Well, it’s been a while. We thought we’d have this issue out in December, but new circumstances intervened. Still, it’s an exciting set of essays, videos, comics, and more.
Our feature is by Molly Hannon, a Columbia graduate student in journalism who reports here on Ms. Marvel, the new, best-selling superhero who is not only female, she’s Muslim-American. Molly’s fascinating piece is based on interviews with the creators of the character, plus their back stories, which are interesting in their own right.
Speaking of comics, Paul Buhle lends us his smart, funny strip on Herbert Marcuse, which looks and feels like a graphic novel, maybe because the philosopher was, in fact, an OSS operative.
Also in this issue, a short story (“The Highland Road”) by me, James Livingston, about—if that’s the right word—growing up in the wilds of suburbia; an interview with Laura Kipnis on her trenchant new book, MEN: Notes From an Ongoing Investigation (Metropolitan); and an angry talk Bruce Robbins gave off-campus in Urbana, Illinois, on the Steven Salaita case.

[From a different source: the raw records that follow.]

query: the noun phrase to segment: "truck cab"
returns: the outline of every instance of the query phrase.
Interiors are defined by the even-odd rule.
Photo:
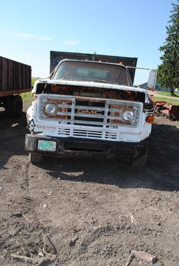
[[[64,59],[32,93],[25,140],[31,163],[43,156],[145,163],[152,106],[122,64]]]

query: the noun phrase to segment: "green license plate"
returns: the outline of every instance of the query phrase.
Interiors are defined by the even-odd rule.
[[[38,149],[41,151],[55,152],[57,142],[55,141],[41,140],[38,141]]]

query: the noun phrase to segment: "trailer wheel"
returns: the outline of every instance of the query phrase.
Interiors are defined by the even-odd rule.
[[[13,96],[6,97],[4,102],[5,112],[7,117],[11,117],[12,114],[12,100]]]
[[[22,113],[22,99],[20,95],[15,95],[12,98],[12,117],[20,117]]]
[[[30,152],[29,154],[29,159],[33,164],[40,163],[43,161],[43,155]]]

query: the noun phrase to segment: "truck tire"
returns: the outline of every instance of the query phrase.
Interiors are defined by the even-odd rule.
[[[43,161],[43,155],[30,152],[29,154],[29,161],[33,163],[40,163]]]
[[[7,117],[11,117],[12,114],[12,99],[13,96],[6,97],[4,102],[5,112]]]
[[[20,95],[15,95],[12,98],[12,117],[19,117],[22,113],[23,103]]]

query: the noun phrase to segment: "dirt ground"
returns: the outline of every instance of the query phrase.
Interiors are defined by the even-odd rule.
[[[179,265],[179,122],[156,117],[146,167],[134,172],[112,160],[31,165],[25,113],[0,119],[1,265],[124,266],[132,250]]]

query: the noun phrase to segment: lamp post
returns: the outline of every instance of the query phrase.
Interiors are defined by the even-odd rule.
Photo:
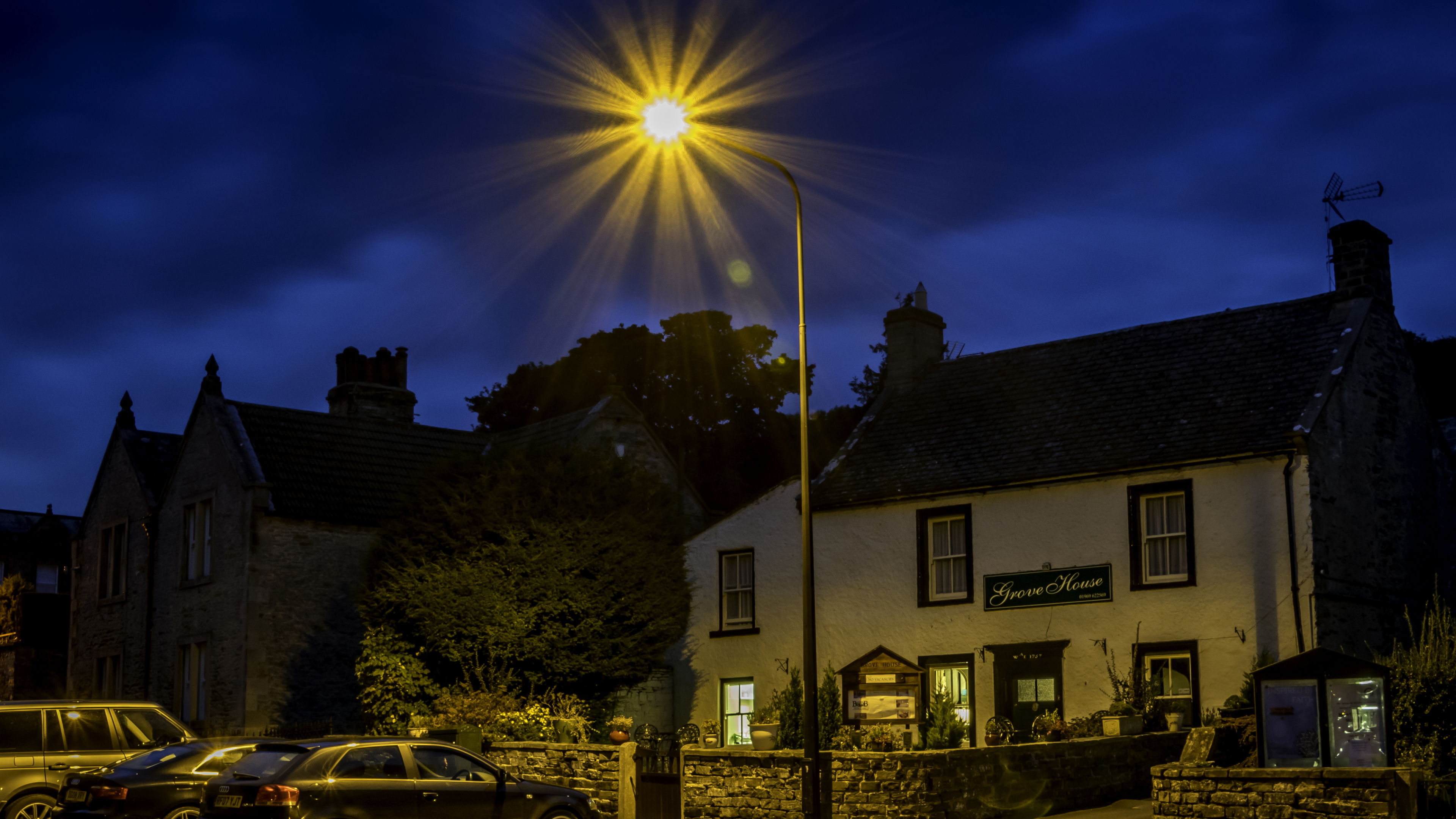
[[[687,111],[674,101],[657,99],[642,108],[642,130],[660,143],[677,141],[689,130]],[[818,790],[818,647],[814,624],[814,519],[810,514],[810,351],[804,322],[804,200],[799,185],[782,162],[712,131],[705,137],[766,162],[783,173],[794,189],[794,227],[799,271],[799,539],[804,561],[804,816],[817,819]]]

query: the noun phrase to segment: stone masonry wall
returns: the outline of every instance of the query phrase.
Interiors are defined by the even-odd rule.
[[[1150,765],[1178,758],[1185,737],[1147,733],[952,751],[826,752],[821,799],[846,819],[1041,816],[1146,799]],[[686,749],[683,818],[796,819],[802,771],[799,751]]]
[[[492,742],[485,758],[505,768],[513,777],[577,788],[597,800],[603,819],[630,819],[617,804],[622,793],[620,759],[632,759],[636,743],[558,745],[555,742]],[[632,774],[635,771],[628,771]]]
[[[1409,816],[1396,768],[1204,768],[1156,765],[1153,815],[1198,819]]]

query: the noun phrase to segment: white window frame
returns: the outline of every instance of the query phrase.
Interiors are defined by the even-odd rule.
[[[949,539],[949,533],[952,530],[951,523],[954,523],[954,522],[960,522],[961,523],[961,552],[960,554],[954,554],[954,552],[949,552],[949,549],[948,549],[949,554],[942,555],[942,557],[936,557],[936,554],[935,554],[935,525],[936,523],[945,523],[946,525],[946,539]],[[970,538],[967,536],[967,528],[968,526],[965,525],[965,514],[942,514],[942,516],[938,516],[938,517],[927,517],[926,519],[926,522],[925,522],[925,548],[926,548],[925,565],[926,565],[926,583],[927,583],[926,599],[927,600],[964,600],[965,597],[970,596],[970,593],[971,593],[971,579],[968,577],[968,574],[970,574],[968,568],[970,568],[970,558],[971,558],[971,544],[970,544]],[[938,579],[939,579],[938,577],[939,573],[936,571],[936,568],[941,564],[949,564],[952,567],[951,571],[952,571],[952,587],[954,587],[954,571],[955,571],[954,567],[955,567],[955,561],[960,561],[960,564],[961,564],[961,590],[960,592],[954,592],[954,590],[952,592],[936,592],[936,583],[938,583]]]
[[[213,577],[213,501],[182,507],[182,580]]]
[[[748,561],[748,577],[744,583],[743,561]],[[729,577],[729,561],[732,561],[734,568],[731,570],[732,577]],[[731,552],[721,552],[718,555],[718,615],[725,631],[734,628],[753,628],[757,622],[757,595],[754,592],[754,565],[753,565],[753,549],[740,549]],[[737,597],[738,602],[738,616],[728,616],[729,599]],[[747,602],[748,614],[744,616],[744,602]]]
[[[1179,532],[1159,532],[1156,535],[1149,533],[1147,525],[1147,501],[1163,498],[1163,506],[1166,509],[1166,498],[1178,498],[1179,513],[1182,516],[1182,529]],[[1140,519],[1140,539],[1143,549],[1143,577],[1142,581],[1147,584],[1153,583],[1187,583],[1188,581],[1188,493],[1182,490],[1166,491],[1166,493],[1147,493],[1137,495],[1137,514]],[[1163,514],[1163,525],[1166,525],[1166,513]],[[1159,528],[1163,528],[1162,525]],[[1153,546],[1152,541],[1168,541],[1172,538],[1182,538],[1182,571],[1178,574],[1153,574],[1150,571],[1152,558],[1150,549]],[[1165,546],[1166,548],[1166,546]]]

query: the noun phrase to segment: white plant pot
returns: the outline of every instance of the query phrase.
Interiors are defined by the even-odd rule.
[[[1142,717],[1102,717],[1102,736],[1131,736],[1143,733]]]
[[[753,739],[754,751],[773,751],[779,742],[779,723],[748,726],[748,737]]]

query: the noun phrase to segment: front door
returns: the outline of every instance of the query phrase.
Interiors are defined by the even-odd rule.
[[[1032,723],[1057,711],[1061,718],[1061,651],[1067,641],[987,646],[994,656],[996,716],[1010,720],[1010,742],[1035,742]]]

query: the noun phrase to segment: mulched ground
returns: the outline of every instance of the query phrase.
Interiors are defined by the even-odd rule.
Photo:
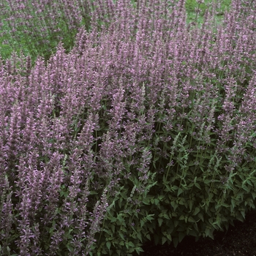
[[[177,248],[151,242],[145,244],[140,256],[256,256],[256,211],[249,212],[244,222],[234,225],[226,232],[217,232],[214,240],[195,242],[195,238],[187,237]]]

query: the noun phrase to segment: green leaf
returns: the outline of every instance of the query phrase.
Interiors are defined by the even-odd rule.
[[[165,243],[167,241],[167,238],[165,236],[162,237],[162,245],[165,244]]]
[[[192,217],[190,216],[189,217],[189,219],[188,219],[189,222],[192,222],[192,223],[195,223],[195,219]]]
[[[106,243],[106,246],[107,246],[108,250],[110,250],[110,247],[111,247],[111,243],[109,241],[108,241]]]
[[[185,237],[186,234],[183,232],[179,232],[178,233],[178,241],[181,242]]]
[[[136,252],[137,252],[138,255],[140,255],[140,252],[144,252],[143,249],[141,247],[136,247],[136,248],[135,248],[135,251],[136,251]]]
[[[179,189],[178,189],[178,197],[183,192],[183,190],[182,190],[182,189],[180,187]]]
[[[162,226],[162,222],[163,222],[162,219],[161,219],[161,218],[158,219],[158,225],[159,225],[159,227]]]
[[[200,212],[199,207],[196,207],[194,211],[194,216],[197,215]]]
[[[121,237],[124,241],[125,241],[124,236],[123,233],[119,233],[119,236],[120,236],[120,237]]]
[[[146,217],[146,219],[147,220],[151,221],[151,220],[154,219],[153,216],[154,216],[154,214],[148,214],[148,215],[147,215],[147,216]]]

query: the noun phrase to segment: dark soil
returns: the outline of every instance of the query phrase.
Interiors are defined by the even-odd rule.
[[[236,221],[225,232],[216,232],[214,240],[186,237],[177,248],[172,245],[155,246],[150,242],[143,247],[140,256],[255,256],[256,211],[246,215],[244,222]]]

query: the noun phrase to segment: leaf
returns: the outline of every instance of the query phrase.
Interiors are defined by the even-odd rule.
[[[161,218],[158,219],[158,225],[159,225],[159,227],[162,226],[162,222],[163,222],[162,219],[161,219]]]
[[[124,241],[125,241],[125,238],[124,238],[124,234],[123,234],[123,233],[119,233],[119,236],[120,236],[120,237],[121,237]]]
[[[178,233],[178,241],[181,242],[183,240],[183,238],[185,237],[185,236],[186,234],[184,233],[180,232]]]
[[[151,221],[151,220],[154,219],[153,216],[154,216],[154,214],[148,214],[146,217],[146,219],[147,220]]]
[[[163,245],[167,241],[167,238],[165,236],[162,237],[162,245]]]
[[[140,242],[142,243],[142,236],[140,232],[137,233],[137,238],[138,238]]]
[[[174,237],[173,239],[173,241],[174,247],[176,248],[178,244],[178,238],[176,237]]]
[[[183,192],[183,190],[182,190],[182,189],[180,187],[179,189],[178,189],[178,197]]]
[[[110,250],[110,247],[111,247],[111,243],[109,241],[108,241],[106,243],[106,246],[107,246],[108,250]]]
[[[144,252],[143,249],[141,247],[136,247],[136,248],[135,248],[135,251],[136,251],[136,252],[137,252],[138,255],[140,255],[140,252]]]
[[[199,207],[196,207],[194,211],[194,216],[197,215],[200,212]]]

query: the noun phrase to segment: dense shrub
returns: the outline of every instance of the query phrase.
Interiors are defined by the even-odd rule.
[[[1,65],[3,255],[129,255],[255,207],[255,4],[199,29],[184,1],[104,3],[69,53]]]

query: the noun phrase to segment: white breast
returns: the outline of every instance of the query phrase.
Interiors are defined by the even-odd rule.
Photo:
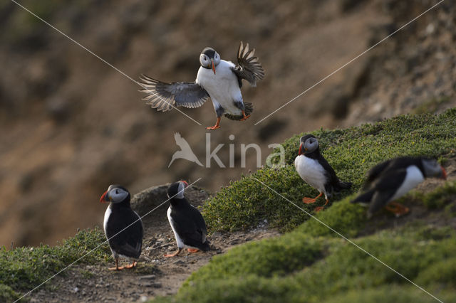
[[[170,221],[170,225],[171,225],[171,228],[172,228],[172,232],[174,233],[174,237],[176,238],[176,242],[177,243],[177,247],[179,248],[184,248],[185,245],[184,244],[184,241],[182,240],[177,233],[176,233],[176,230],[174,228],[174,221],[172,220],[172,218],[171,218],[171,206],[168,208],[168,211],[167,212],[167,215],[168,216],[168,221]]]
[[[397,199],[415,188],[418,184],[425,180],[425,177],[420,169],[415,165],[407,168],[405,179],[400,187],[398,188],[391,201]]]
[[[108,225],[108,219],[109,219],[109,216],[111,215],[111,208],[108,206],[106,208],[106,211],[105,211],[105,218],[103,221],[103,228],[105,230],[105,235],[106,235],[106,226]],[[108,235],[106,235],[108,237]]]
[[[234,66],[232,62],[221,60],[215,68],[215,75],[212,69],[200,67],[195,82],[209,93],[214,107],[219,105],[225,112],[241,115],[242,111],[233,103],[242,100],[237,77],[231,70]]]
[[[326,193],[325,170],[318,161],[301,154],[294,159],[294,166],[303,180],[320,192]]]

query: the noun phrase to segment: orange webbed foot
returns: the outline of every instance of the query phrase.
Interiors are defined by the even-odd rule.
[[[302,198],[302,201],[306,204],[311,204],[313,203],[315,203],[315,201],[316,201],[316,199],[315,198],[304,197]]]

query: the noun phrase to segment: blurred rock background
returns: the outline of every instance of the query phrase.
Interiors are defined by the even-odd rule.
[[[361,53],[437,1],[145,1],[19,2],[138,80],[192,81],[199,54],[235,60],[240,41],[256,48],[264,80],[242,89],[254,112],[210,132],[229,164],[176,160],[180,132],[205,162],[211,102],[157,112],[137,84],[14,2],[0,4],[0,245],[56,244],[101,225],[99,196],[110,184],[132,193],[177,179],[209,191],[256,168],[253,149],[291,134],[375,122],[456,105],[456,9],[446,0],[392,38],[265,119],[254,124]],[[230,140],[229,136],[234,135]]]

Our video feature is an excerpt from Kerry Candaele’s powerful documentary, “Following the Ninth.” It’s the amazing, empowering effect of Beethoven’s Ninth Symphony he’s been following for years now, trying to understand why this piece of music keeps resounding in all the places people stand up against tyrants, dictators, commissars, and oligarchs, from Santiago to Berlin, on toward Tiannamen Square. The clips we have are from an interview with Malchi, a Chilean radical (a member of the CP) arrested and tortured by the Pinochet regime. Please note the gesture of the protesting women in the square.
The music is by Amos Lee, a Chicago-based musician I first heard on WXRT, the finest radio station on the planet, while I was holed up with my girlfriend in Highland Park, Illinois, in January 2011. The mesmerizing song I heard then on the car radio was “Windows Are Rolled Down.” The other cut is “Johnson Boulevard.”